Construction of the BURD II began in June 1976 and was completed by September of that year. It differed from the original BURD in several ways. While the wing spars of the original craft were box-beams made from balsa, for the new airplane they were made from carbon fiber. The secondary structure, in addition to balsa, incorporated new materials, such as polystyrene, carbon fiber, and bamboo. The undercarriage's rear wheel was fitted with a shock-absorber. For the control system, changes made included the foreplane being held in a neutral position by bungee cords and, for yaw control, spoilers being fitted to the wingtip endplates, in addition to those located on the lower wing. Further changes included the fuselage having a full frontal fairing, and the central vertical fin, located above the upper wing, being redesigned so that it had a new profile.

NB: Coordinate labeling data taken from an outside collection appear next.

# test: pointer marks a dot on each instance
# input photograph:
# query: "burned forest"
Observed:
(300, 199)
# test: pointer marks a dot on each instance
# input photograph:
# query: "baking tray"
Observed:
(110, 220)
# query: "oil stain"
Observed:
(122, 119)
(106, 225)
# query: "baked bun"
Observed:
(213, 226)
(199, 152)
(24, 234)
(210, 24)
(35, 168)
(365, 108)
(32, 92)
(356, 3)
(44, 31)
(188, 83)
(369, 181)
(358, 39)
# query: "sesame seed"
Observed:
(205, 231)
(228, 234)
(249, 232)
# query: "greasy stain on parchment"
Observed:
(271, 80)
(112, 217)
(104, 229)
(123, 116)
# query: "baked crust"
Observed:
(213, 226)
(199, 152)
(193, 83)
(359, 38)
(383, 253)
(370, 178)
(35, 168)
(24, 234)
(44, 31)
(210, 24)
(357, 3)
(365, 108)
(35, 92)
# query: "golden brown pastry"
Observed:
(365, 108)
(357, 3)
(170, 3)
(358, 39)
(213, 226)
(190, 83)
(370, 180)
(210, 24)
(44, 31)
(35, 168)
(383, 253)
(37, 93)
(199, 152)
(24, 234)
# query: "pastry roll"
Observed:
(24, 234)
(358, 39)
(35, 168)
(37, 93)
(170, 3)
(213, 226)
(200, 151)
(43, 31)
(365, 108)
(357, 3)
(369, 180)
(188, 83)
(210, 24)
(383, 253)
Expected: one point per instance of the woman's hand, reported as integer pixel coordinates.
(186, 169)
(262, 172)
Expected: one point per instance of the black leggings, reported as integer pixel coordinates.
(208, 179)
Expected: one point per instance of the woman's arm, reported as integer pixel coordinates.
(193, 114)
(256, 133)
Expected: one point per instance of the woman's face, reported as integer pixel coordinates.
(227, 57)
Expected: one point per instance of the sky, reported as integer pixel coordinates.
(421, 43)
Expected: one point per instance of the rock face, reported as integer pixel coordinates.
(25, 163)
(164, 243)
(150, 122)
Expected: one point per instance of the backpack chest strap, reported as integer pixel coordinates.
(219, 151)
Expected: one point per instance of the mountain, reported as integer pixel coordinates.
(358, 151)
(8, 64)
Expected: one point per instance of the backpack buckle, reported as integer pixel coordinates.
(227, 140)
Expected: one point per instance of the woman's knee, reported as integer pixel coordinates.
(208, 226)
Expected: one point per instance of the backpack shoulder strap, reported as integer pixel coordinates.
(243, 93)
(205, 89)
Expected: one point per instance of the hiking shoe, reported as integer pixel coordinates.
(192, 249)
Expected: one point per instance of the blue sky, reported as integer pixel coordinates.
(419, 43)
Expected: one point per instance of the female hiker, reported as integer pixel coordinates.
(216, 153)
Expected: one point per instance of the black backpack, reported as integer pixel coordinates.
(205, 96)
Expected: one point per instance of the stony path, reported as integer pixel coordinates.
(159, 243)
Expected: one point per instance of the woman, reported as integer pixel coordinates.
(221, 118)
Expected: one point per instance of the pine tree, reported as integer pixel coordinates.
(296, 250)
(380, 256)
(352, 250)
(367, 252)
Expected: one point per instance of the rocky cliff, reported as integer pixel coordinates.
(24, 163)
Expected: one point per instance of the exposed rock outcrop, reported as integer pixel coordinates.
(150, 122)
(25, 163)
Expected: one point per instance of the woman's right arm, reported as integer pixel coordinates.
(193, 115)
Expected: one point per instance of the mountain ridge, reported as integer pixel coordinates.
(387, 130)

Flight attempts with the BURD proved unsuccessful and, when the £50,000 Kremer prize was won in August 1977, interest in the project waned. In October 1978, four MIT undergraduates (all members of the MIT Rocket Society) were given access to the BURD II, with the intention of modifying the craft so that it could be made to fly. In November, two model aircraft engines, rated at 1.50 hp (1.1 kW), powering 12 in (30.5 cm) propellers, were fitted on either side of the fuselage. A series of taxiing trials, which continued through to late November, were conducted. On the last test, with Harold Youngren acting as pilot, and also pedalling, the BURD II reached takeoff speed, at which point the foreplane collapsed and the craft veered off course, causing further structural damage.

After that event, the aircraft was dismantled. Subsequent analysis by MIT graduate Bob Parks determined that the BURD design had fundamental deficiencies in its engineering, with its center of gravity being too far forward, and the wings' box-spars and wire trussing also being inadequate for the task.